Loading...

Sycylia


Sycylia - wyspa jak wulkan gorąca

"Kto nie widział Sycylii, ten nie rozumie Włoch. Tu bowiem jest klucz do wszystkiego."
                                                         ~Johann Wolfgang von Goethe

 
 
 

Katania – Nicolosi – Etna
Podobno widzieć Sycylię nie widząc Etny, to tak jakby nie zobaczyć Sycylii w ogóle. Dlatego to właśnie Etna stała się naszym głównym celem podczas podróży po włoskiej wyspie. Jednak zanim wyruszyliśmy z Polski, oczytaliśmy się o wulkanach na wszystkich możliwych blogach podróżniczych. Dowiedzieliśmy się, że ich wygląd można porównać do powierzchni Księżyca. Ja miałam inne skojarzenia. Stojąc na parkingu przed Etną miałam wrażenie, że patrzę na zniszczony Dystrykt 12 z "Igrzysk śmierci"

Ale może od początku...

Pod Etnę z Katanii jedzie w ciągu dnia tylko jeden jedyny autobus (przynajmniej w kwietniu, podobno w sezonie są dwa). Startuje on nieopodal głównego dworca autobusowego o 8:15. Niestety, kierowca nie sprzedaje biletów. Można je kupić w sklepie Wind – ok. 150 m od przystanku. Ich koszt nie jest kolosalny: €6,6/ tam i z powrotem. Już sama jazda autobusem w Katanii jest przygodą... Zwłaszcza, jeżeli trafi się taki temperamentny włoski kierowca jak nasz: wykrzykuje, gestykuluje, ręki z klaksonu nie zdejmuje... Pozostali uczestnicy ruchu dużo nie odstają: ktoś na skuterze jedzie pod prąd; ktoś zatrzymuje samochód na środku drogi bez żadnego ostrzeżenia, wychodzi i zaczyna grzebać w bagażniku. Taka trochę czarna komedia.

Po mniej więcej dwóch godzinach wariackiej jazdy autobusem po krętych górskich uliczkach byliśmy na miejscu. Cała wycieczka wysypała się z autokaru na duży parking przed wulkanem. Do tej pory mieliśmy w planie wjechać na Etnę kolejką. Ale gdy spojrzeliśmy w górę i zobaczyliśmy, że wagoniki nie dojeżdżają wcale tak wysoko, postanowiliśmy, że zaoszczędzimy pieniądze, a zmarnujemy kalorie i rozpoczęliśmy wspinaczkę. Droga do schroniska zajęła nam nieco ponad dwie godziny. Biorąc pod uwagę naszą zerową kondycję i wypchane plecaki, uznać to należy za sukces. Ludzie, daliśmy radę! Wspieliśmy się na wysokość 2700 metrów! Etna zdobyta! Uczucie satysfakcji niesamowite:)

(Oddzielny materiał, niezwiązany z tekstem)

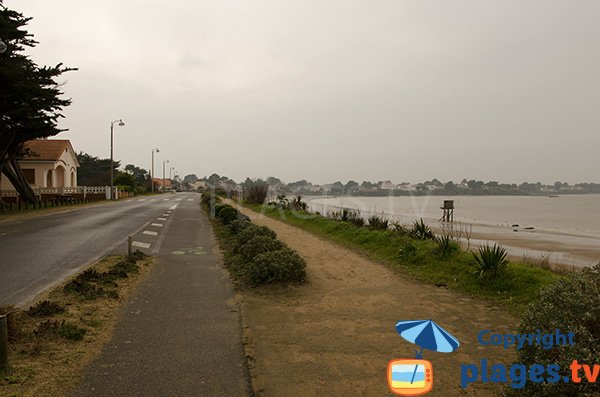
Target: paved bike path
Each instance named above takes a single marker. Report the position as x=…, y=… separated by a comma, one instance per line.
x=179, y=334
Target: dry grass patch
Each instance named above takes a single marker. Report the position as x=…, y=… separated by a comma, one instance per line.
x=51, y=342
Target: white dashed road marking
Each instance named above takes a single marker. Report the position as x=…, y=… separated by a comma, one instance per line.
x=141, y=245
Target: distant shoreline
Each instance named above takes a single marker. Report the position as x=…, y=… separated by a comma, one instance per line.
x=524, y=242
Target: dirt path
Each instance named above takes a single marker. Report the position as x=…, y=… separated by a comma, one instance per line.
x=335, y=335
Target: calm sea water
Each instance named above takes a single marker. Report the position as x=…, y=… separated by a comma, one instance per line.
x=568, y=214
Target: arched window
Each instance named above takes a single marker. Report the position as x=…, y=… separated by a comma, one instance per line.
x=60, y=176
x=49, y=179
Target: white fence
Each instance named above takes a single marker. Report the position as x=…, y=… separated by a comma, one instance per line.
x=65, y=191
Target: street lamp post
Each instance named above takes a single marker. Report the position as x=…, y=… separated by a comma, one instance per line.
x=164, y=161
x=112, y=123
x=155, y=150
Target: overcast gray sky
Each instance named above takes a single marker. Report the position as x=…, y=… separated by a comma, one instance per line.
x=333, y=90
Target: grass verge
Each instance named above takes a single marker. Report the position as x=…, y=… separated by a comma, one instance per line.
x=51, y=342
x=421, y=259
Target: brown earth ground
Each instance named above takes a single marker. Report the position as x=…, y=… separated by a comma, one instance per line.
x=335, y=335
x=51, y=366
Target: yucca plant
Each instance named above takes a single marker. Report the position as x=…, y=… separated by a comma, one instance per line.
x=377, y=222
x=491, y=260
x=446, y=245
x=421, y=231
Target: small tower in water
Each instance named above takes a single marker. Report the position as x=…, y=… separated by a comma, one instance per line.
x=448, y=209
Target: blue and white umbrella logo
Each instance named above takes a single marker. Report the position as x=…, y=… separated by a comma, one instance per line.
x=427, y=335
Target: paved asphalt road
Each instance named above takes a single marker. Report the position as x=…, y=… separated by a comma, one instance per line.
x=179, y=333
x=39, y=252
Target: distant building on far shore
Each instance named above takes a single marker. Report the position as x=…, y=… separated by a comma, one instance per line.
x=48, y=163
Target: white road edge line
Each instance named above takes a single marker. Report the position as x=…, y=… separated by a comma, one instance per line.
x=141, y=245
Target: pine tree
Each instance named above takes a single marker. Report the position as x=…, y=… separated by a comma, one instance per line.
x=30, y=99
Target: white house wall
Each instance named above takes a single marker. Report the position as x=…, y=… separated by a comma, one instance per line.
x=67, y=160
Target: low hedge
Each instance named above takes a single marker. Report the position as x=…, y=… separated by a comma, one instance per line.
x=256, y=256
x=283, y=265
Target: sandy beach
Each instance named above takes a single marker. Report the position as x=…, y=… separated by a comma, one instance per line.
x=562, y=231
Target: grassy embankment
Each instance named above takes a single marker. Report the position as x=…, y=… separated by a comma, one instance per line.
x=518, y=285
x=52, y=341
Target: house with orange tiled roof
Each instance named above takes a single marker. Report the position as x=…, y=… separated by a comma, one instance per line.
x=48, y=163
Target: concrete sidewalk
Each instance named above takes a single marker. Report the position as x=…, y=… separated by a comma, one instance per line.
x=180, y=333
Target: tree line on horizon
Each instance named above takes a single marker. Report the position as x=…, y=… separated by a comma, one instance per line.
x=385, y=188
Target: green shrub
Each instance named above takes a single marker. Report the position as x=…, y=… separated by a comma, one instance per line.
x=408, y=251
x=228, y=214
x=259, y=245
x=239, y=224
x=219, y=207
x=137, y=256
x=88, y=291
x=206, y=198
x=572, y=304
x=276, y=266
x=89, y=275
x=45, y=308
x=399, y=228
x=71, y=331
x=255, y=192
x=297, y=204
x=491, y=260
x=446, y=246
x=350, y=216
x=421, y=231
x=122, y=269
x=250, y=232
x=52, y=328
x=84, y=289
x=377, y=222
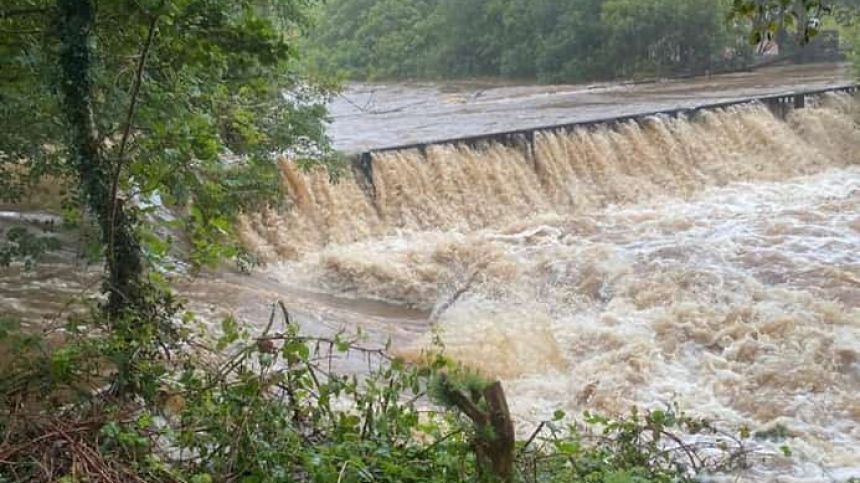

Tego dnia nauczyłam się dwóch rzeczy:

1) Jak bardzo, bardzo ważna i zawsze aktualna jest metoda małych kroczków. Robienie dużych susów, by jak najszybciej znaleźć się na szczycie = szybsze zmęczenie = częstsze postoje na odpoczynek = strata czasu;

2) Jak bardzo, bardzo ważna jest wiara w siebie. Od tego wszystko się zaczyna. A tak często o tym zapominamy...

 

Kilka zdjęć. Było ich znacznie więcej, ale... Ale o tym później.


dróżka kręta, mało stroma
widok z ok. 1000 m n.p.m.


 księżycowa powierzchnia Etny
w oddali kolejka górska



wytrwale się wspinamy
widok z ok. 2000 m n.p.m.

 


różnobarwne oblicze wulkanu


Monti Calcarazzi



buty Mateusza po spotkaniu z zastygniętą lawą


piękna i zabójcza wieża filozofów - Torre del filosofo


był śnieg, był



Mateusz rozmyśla przy niższych kraterach


Chrystus ukrzyżowany
miejsce do kontemplacji


bardziej stroma strona Etny
tędy wchodziliśmy w górę


podglądowa mapa Etny

Była opcja wjechania na wyższe kratery jeepem. Ale z racji tego, ze autobus powrotny mieliśmy o 16.30, a czekało nas jeszcze zejście, postanowiliśmy zakończyć zwiedzanie Etny na wysokości schroniska.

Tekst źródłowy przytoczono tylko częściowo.